James River Squadron


The James River Squadron was one of the eight major forces that the Confederate States Navy created to defend its rivers and waterways during the American Civil War (1861–1865). At its apogee, the squadron consisted of three steam-powered ironclad warships—including the CSS Virginia, which famously dueled the Union’s ironclad USS Monitor at the Battle of Hampton Roads (1862)—and more than a half-dozen small gunboats, converted civilian vessels, and torpedo boats. As was true with the Confederacy’s other naval forces, the James River Squadron saw little action and was destroyed by its own men as a result of the defeat of Confederate land forces.


Confederate States Navy Buttons

It is not clear when the James River Squadron was formally established, but it was created out of the Virginia State Navy that the Commonwealth bequeathed to the Confederacy in June 1861. That force initially consisted of a converted tugboat, Teaser, and two passenger vessels seized in Virginia waters and converted into warships: the ten-gun flagship Patrick Henry (formerly Yorktown) and Jamestown.

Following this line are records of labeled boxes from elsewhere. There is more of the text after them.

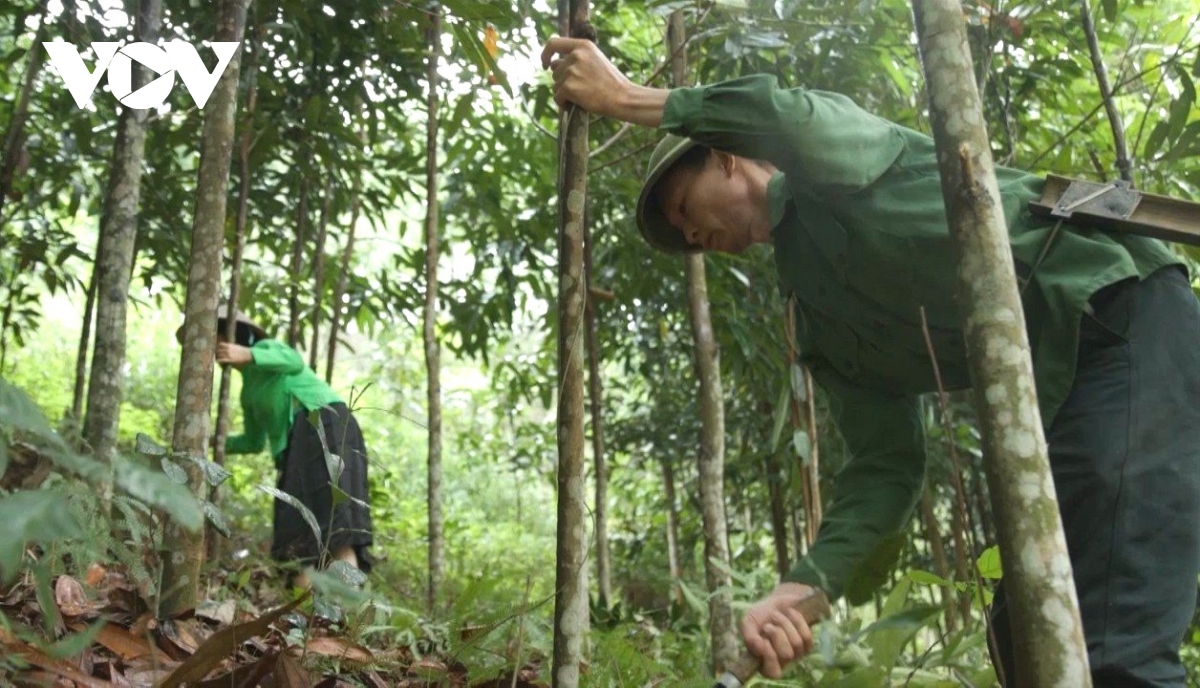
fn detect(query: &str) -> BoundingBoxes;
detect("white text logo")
[42,41,241,110]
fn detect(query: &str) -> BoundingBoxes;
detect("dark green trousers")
[992,268,1200,688]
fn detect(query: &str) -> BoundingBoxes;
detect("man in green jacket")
[542,37,1200,687]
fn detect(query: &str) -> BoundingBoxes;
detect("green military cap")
[637,133,700,253]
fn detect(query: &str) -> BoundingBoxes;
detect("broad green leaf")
[258,485,325,550]
[325,560,367,586]
[768,374,792,451]
[976,545,1004,580]
[113,455,204,531]
[0,490,83,581]
[846,532,907,605]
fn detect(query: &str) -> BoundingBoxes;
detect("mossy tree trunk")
[158,0,247,616]
[424,11,445,612]
[667,11,738,674]
[913,0,1091,688]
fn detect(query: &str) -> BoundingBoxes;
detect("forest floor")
[0,563,548,688]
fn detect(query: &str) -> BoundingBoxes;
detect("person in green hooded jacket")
[201,309,373,578]
[542,37,1200,687]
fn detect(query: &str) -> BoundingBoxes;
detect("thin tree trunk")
[971,466,996,549]
[583,213,612,608]
[920,485,961,632]
[950,441,974,626]
[784,297,822,546]
[0,0,47,219]
[661,459,684,605]
[158,0,247,616]
[551,0,595,688]
[83,0,162,482]
[667,10,738,675]
[288,176,308,348]
[205,26,258,562]
[308,175,332,372]
[763,451,792,575]
[1079,0,1133,184]
[424,12,445,612]
[325,132,365,383]
[913,0,1091,688]
[71,260,100,430]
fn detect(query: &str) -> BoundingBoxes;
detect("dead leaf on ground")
[84,563,108,587]
[0,628,113,688]
[305,636,374,664]
[70,623,154,662]
[196,599,238,626]
[54,575,96,618]
[155,618,211,662]
[275,652,312,688]
[196,652,276,688]
[160,593,308,688]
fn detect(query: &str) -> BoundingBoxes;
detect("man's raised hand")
[541,36,667,127]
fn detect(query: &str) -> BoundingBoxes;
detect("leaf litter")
[0,563,547,688]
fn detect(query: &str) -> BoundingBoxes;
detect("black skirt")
[271,402,372,573]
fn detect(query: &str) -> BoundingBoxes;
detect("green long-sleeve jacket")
[226,340,341,465]
[661,76,1178,596]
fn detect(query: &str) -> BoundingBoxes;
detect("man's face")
[655,151,758,253]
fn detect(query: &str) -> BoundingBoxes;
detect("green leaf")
[792,430,812,466]
[113,455,204,532]
[258,485,324,549]
[788,363,809,403]
[905,569,950,586]
[846,532,907,606]
[976,545,1004,580]
[0,490,83,581]
[308,411,346,485]
[768,374,791,451]
[325,560,367,587]
[133,432,167,456]
[329,484,371,509]
[1141,121,1170,160]
[1100,0,1117,24]
[200,499,233,538]
[187,456,232,487]
[0,378,56,439]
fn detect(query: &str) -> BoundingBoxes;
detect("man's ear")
[713,150,738,177]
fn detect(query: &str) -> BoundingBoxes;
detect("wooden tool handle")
[716,588,830,688]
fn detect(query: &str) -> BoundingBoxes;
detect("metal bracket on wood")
[1030,174,1200,246]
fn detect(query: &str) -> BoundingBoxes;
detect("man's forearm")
[605,85,671,127]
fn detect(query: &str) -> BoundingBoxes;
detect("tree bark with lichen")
[913,0,1091,688]
[667,11,738,674]
[158,0,247,616]
[551,0,594,688]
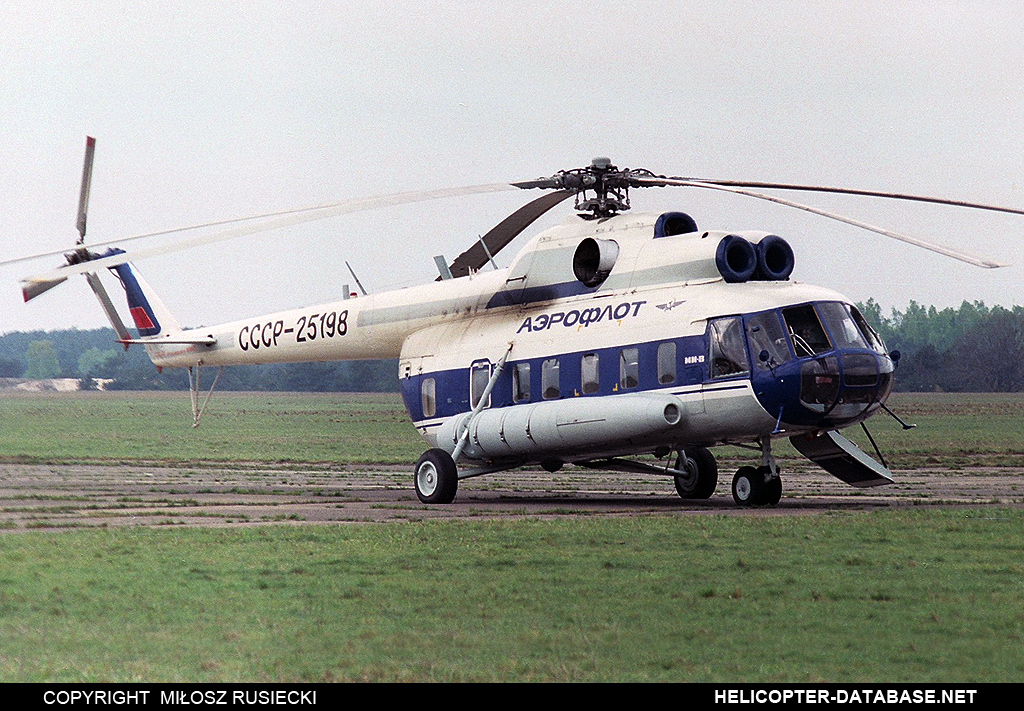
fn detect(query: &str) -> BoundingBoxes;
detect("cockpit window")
[782,303,831,358]
[708,317,750,378]
[746,311,793,370]
[818,301,867,348]
[850,306,886,356]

In addition, two small converted gunboats, Raleigh and Beaufort (the latter of which was renamed Roanoke), joined the squadron from North Carolina early in 1862. In the meantime, at the suggestion of Matthew Fontaine Maury, a Virginia-born naval commander who helped to develop torpedoes, the Confederate Congress appropriated $2 million for a large fleet of small gunboats. Two of them, Hampton and Nansemond, were completed and joined the squadron.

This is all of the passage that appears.